The few things to know about BIN/BINX files and their handling in R

by Sebastian Kreutzer (June 6, 2021)

Luminescence >= 0.9.0

Creative Commons
Attribution-NonCommercial-NoDerivatives 4.0
International License

1 What is meant with BIN/BINX files?
2 The structure of BIN/BINX files
- 2.1 @METADATA
- 2.2 @DATA
3 File processing and curve selection
4 What about RLum-objects?
5 Some final remarks
References

I’ve realised over some time now that many users seem to have struggles to efficiently process BIN/BINX files with the package Luminescence. The function to import BIN/BINX files was around even before the package was released, and Luminescence became a community project. If there is any ambiguity, I feel somehow obliged to lift the fog.

Having said that, with this tutorial, I will try to shed a little bit of light on BIN/BINX file handling using Luminescence, hopefully making it a perhaps more joyful experience.

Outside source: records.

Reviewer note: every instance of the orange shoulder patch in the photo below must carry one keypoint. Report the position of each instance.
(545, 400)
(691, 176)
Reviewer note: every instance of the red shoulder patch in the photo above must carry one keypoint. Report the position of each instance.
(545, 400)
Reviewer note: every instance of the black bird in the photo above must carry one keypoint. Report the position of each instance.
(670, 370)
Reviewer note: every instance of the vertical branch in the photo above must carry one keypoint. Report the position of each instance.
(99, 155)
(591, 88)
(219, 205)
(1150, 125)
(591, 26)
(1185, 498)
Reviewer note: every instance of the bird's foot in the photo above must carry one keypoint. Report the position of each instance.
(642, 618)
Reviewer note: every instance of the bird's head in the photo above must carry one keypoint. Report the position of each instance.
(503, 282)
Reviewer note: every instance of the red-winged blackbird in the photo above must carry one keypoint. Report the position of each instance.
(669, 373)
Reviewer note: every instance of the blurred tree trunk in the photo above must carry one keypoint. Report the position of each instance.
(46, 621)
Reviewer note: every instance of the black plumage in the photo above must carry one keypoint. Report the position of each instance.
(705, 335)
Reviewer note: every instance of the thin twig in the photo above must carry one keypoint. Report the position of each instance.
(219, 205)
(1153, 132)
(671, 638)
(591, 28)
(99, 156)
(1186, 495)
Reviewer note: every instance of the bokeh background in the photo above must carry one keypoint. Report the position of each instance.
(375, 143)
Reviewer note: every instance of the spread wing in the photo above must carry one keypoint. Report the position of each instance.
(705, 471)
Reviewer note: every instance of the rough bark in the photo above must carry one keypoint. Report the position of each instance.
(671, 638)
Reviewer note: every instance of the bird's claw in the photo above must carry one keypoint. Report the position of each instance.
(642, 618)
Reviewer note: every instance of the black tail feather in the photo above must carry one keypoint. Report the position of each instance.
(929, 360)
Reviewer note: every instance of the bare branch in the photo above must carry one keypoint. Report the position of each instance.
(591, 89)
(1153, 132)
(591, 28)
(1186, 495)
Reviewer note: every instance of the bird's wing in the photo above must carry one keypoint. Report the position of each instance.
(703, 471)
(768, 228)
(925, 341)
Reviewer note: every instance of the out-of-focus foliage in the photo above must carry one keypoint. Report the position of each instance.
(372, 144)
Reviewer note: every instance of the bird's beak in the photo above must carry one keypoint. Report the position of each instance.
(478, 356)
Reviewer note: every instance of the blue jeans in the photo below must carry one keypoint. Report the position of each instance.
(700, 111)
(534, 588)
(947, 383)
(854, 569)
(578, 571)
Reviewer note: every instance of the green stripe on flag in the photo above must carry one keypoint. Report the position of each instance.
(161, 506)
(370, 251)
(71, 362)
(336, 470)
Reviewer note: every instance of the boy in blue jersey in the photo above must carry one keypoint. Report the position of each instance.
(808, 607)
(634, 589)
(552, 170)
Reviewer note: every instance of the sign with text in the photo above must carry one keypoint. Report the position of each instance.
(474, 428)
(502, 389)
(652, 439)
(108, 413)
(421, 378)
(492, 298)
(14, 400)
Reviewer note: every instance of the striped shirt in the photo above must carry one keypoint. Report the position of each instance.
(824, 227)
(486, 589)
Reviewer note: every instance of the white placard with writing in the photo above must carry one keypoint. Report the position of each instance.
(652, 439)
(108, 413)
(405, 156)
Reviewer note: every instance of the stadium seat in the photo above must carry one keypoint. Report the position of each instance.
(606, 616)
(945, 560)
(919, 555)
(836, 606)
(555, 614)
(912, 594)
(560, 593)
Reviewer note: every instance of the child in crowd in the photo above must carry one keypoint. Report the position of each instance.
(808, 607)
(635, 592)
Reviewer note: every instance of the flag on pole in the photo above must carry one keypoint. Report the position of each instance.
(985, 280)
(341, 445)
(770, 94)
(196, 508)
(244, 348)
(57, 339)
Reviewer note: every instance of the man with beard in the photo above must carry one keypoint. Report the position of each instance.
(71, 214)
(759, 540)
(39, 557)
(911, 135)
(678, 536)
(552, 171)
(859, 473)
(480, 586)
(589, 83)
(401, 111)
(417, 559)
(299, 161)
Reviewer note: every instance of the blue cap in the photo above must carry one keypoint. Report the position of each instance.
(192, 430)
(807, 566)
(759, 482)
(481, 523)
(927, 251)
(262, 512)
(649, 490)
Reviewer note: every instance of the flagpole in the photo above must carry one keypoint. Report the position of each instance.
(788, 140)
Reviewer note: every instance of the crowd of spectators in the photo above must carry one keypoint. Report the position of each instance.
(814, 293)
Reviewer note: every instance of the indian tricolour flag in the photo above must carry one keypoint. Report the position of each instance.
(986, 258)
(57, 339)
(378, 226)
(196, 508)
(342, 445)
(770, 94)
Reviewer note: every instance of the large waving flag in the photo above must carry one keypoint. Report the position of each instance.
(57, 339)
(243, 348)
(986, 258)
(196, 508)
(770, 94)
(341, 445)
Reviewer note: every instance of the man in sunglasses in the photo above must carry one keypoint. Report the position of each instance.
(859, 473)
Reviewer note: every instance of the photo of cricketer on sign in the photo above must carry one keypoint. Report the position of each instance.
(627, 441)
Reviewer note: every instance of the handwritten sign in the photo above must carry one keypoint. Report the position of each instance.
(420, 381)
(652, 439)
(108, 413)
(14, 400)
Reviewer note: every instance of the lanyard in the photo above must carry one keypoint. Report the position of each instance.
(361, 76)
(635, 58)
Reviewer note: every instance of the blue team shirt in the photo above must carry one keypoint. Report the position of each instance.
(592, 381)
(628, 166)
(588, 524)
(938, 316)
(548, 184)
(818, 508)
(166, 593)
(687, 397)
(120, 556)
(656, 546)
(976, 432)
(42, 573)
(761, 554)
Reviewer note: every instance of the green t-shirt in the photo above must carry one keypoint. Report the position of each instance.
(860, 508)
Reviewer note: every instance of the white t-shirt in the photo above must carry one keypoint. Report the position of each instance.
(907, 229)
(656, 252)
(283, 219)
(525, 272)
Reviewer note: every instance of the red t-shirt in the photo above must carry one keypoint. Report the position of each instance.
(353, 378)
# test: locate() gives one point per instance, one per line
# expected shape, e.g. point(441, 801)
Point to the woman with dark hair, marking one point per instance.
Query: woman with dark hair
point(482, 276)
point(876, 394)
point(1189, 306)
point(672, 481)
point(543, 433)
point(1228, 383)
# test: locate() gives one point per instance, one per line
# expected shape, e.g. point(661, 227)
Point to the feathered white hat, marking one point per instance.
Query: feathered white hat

1 What is meant with BIN/BINX files?

When I talk about BIN/BINX files, I refer to files with the ending *.bin or *.binx mainly produced by the commercially available Risø luminescence readers. These files contain the measurement data (typically everything that the photomultiplier detects) produced by the TL/OSL readers of that company in a binary file format. Over the many years these machines have been around, the file format design changed slightly, leading to at least six different versions. Version 3 to version 8, all supported Luminescence. Perhaps while I am writing this tutorial, there is already a new version around, I am just not (yet) aware of. If so, please notify me.

The important thing to know about these different versions is that they are not really compatible. The part of the file that includes the metadata (we will talk about it later), differ in length and partly in byte order. I realised this first when I, proud about my first R functions, could not import any more new files after we had updated the system software of our reader. The good news is that the Risø guys have always been very supportive and shared the format documentation, which allowed me to provide timely and good format support in Luminescence. A few more details about the format can be found by typing ?`Risoe.BINfileData-class` in the R terminal.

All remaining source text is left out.